The article of interest is “Video Gaming and Children’s Psychosocial Well-being: A Longitudinal Study” by Lobel, Adam, et al. With over 2 billion players globally, video games are tremendously popular leisure. Nonetheless, both the media and experts are worried about the results of extreme video gaming. In this article, the effect of computer games on kids’ mental improvement is, as yet, a hot subject. During one year, 194 children participated in cooperative and competitive video games with a high frequency of playing (Lobel, Et al., pg.889). Parents were also asked about their children’s psychological well-being. At the time, games were linked to an increase in emotional disorders. Throughout this article, psychosocial changes were not linked to violent gambling. Collaborative games had little effect on changes in prosocial behavior. Finally, competitive video games were linked to decreased prosocial conduct in youngsters who played them regularly.

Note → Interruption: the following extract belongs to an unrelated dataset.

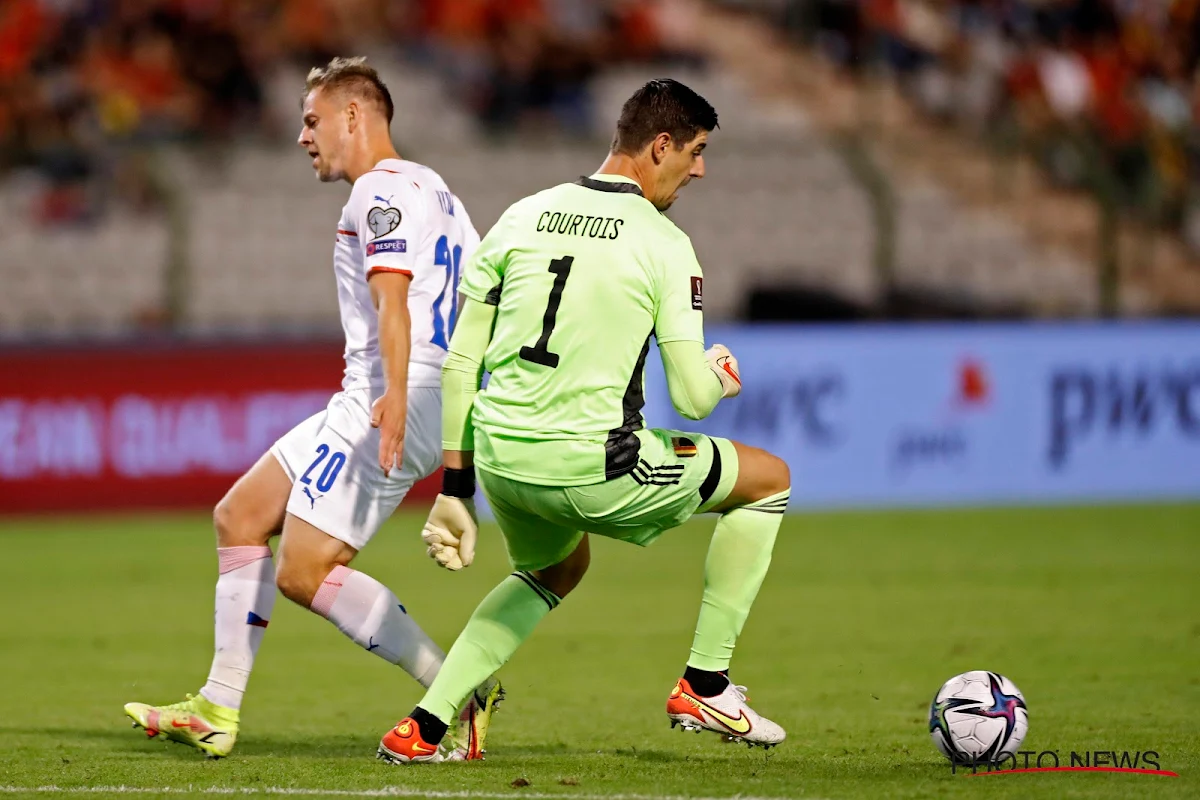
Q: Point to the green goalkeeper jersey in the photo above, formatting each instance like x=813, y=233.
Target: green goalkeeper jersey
x=582, y=275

As a result, the game’s frequency was linked to greater internalization but not externalization, attention, or peer difficulties. There was no link between violent gambling and an increase in externalization difficulties.
Duplication, they conclude, is required to create more nuanced and generalizable conclusions, and future research must better discriminate between different game forms. Most aspects of a child’s psychological development did not appear to be harmed by video games (Lobel, Et al., pg. 889). Parents should pay special attention to video games might exacerbate a child’s internalization problem. The negative effects of playing violent video games are still a hot topic, and this study showed no indication that they have any impact on problem externalization or prosocial behavior. As a result of their cooperative game, competitive gamers may be at risk of becoming less prosocial. This article also evaluates and categorizes the different social and emotional processes elicited by various games and game genres, as well as tried and true methodologies for analyzing the social environment of video gaming sessions. This article neglects to research the connection between dangerous computer game utilization and its mental reason, just as why individuals play computer games in any case. Gamers’ motives for playing and favorite game genres are connected to psychological function in various ways, with distraction-motivated gamers and action game players showing the most substantial impacts.
The article failed to determine if video games cause these mental health risks in addition to examining the relationship between potentially problematic video game use and psychological function and the relationship between why individuals play video games and psychological function, it is also vital to determine which game type people like. In order to make it better research, the authors should have focused on how gender, age, game purpose, and game preference genre may play a part in the link between video games and psychological function. It is also worth emphasizing that the current research is only based on a self-selected group of potentially harmful video gamers.
The study fails to focus on player behavior in-game and assess various usage patterns in a more objective and targeted manner. It also fails to focus on player behavior in-game to analyze various use patterns in a more objective and targeted manner (Lobel et al., pg. 889). There is a risk that more information will come to light. The current study adds to our understanding of video games by uncovering particular correlations and distinct psychological functions. Potentially harmful video games are linked to good effects and social interactions while playing, psychological symptoms, maladaptive coping methods, unpleasant emotions, low self-esteem, loneliness preferences, and non-compliance.
Lobel, Adam, et al. “Video Gaming and Children’s Psychosocial Well-being: A Longitudinal Study.” Journal of Youth and Adolescence, vol. 46, no. 4, 2017, pp. 884-897. Web.
Paturel, Amy. “Game Theory: The Effects of Video Games on the Brain.” Brain & Life, 2014, Web.